Sigh, our contractor installed our dishwasher the other day (in spite of me telling him, and the electrician telling him not to) and when I went to turn it on, nothing. Nw behind the dishwasher there was a box with a 120v and 240v feed, so my immediate thought was, he connected it to the 240v and I need a new dishwasher, or should I say ANOTHER new dishwasher...

Max to the rescue (he's the electrician and a really great one) turns out the garbage disposal switch next to the sink not only Turns on the dishwasher (what?) but also two lights over the sink. Max sets about re-wiring that and notices some serious no nos... My contractor, is clearly not a licensed electrician as he used the wrong gauge wire (smaller number = larger wire, weird but true. Using the larger number wire means that you could melt the wire as it heats up trying to carry enough current for you. Melty wire usually means fire...) he also connected the ground to the dishwasher, but not to the ground in the wall completely defeating the purpose of the ground wire. Last but not least, he didn't use a clamp around the wire, so here is something that is perpetually filled with water, that is ungrounded, and with a wire that is rubbing on metal all the time... Basically a recipe for eventually electricuting yourself...

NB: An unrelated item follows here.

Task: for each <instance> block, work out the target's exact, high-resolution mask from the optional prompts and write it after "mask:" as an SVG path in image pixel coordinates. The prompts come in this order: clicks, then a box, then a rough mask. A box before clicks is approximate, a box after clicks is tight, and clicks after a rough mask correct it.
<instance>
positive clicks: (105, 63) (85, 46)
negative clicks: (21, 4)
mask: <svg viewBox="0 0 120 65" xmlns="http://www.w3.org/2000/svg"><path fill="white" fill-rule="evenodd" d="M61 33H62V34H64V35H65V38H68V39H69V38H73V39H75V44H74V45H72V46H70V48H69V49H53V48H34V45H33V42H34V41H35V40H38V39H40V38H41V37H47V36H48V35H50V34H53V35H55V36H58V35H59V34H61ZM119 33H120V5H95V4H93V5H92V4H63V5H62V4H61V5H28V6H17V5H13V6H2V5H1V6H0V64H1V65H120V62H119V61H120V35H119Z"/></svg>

While max fixes that, which incidentally took him 6 hours due to the sheer volume of wires in the box, the electricity is off of course... Now the major issue with this house was water damage if you remember... When the elec is off, water starts dripping down the kitchen wall from the pump in the attic that is supposed to take the run off from the ac unit and bring it outside. More on the ac next post... Back to fun with electricity for now...

Finally all is said and done and Max and his father in law leave. Everything goes well for a little while until Gavyn goes to sleep. He has a ceiling fan in his room, and a personal fan (which secretly I think he needs for the white noise not the cooling effect as he sleeps under his comforter all the time) and the lights go out on the bedroom side of the top floor. I mean all of them, his room, the hallway, the master bedroom, the master bathroom.... All of them. So down to the breaker box, sure enough the fuse popped so turn it on and go turn some lights off to reduce the load.

Anyone who knows anything about electricity knows that by code you should only have between 10-12 things on a single breaker. One pot light counting as one thing, and one plug counting as one thing, we're approaching 40 things on that one breaker. Short of re-wiring the house not much I can do but change to cfl lightbulbs and try and keep most of the lights off all the time...

Finally, things have calmed down and I go to work (yes, all of the above happened on one day...) and my contractor comes over to install two new back doors on the house. The olds ones are so bad they don't even open anymore, but for $1000 I get two new doors installed and they look pretty good too... Before they get installed however the lights dim again, and then go out. The phones are down (wireless hand sets don't work well in a power failure) the Internet is down, and Jen has no cell phone so she cant reach me. She somehow finds my mifi and gets online long enough to email me so I give Max a call and he heads over right away.

Meanwhile, the neighbor comes over and asks if we are having electrical problems. That's right, we did something and the ENTIRE block is paying for it. I'm still not sure how that happens, that's what panels in your house are for, to isolate you from the outside world, but anyways the transformer on the street has lost a phase, so we can only get 120v into the house which is then split for all of the plugs, lights, etc in the house.. Pseg to the rescue and we are back to normal... The guy driving the truck says this happens all the time to this house... So we're in for some more interesting things I'm sure.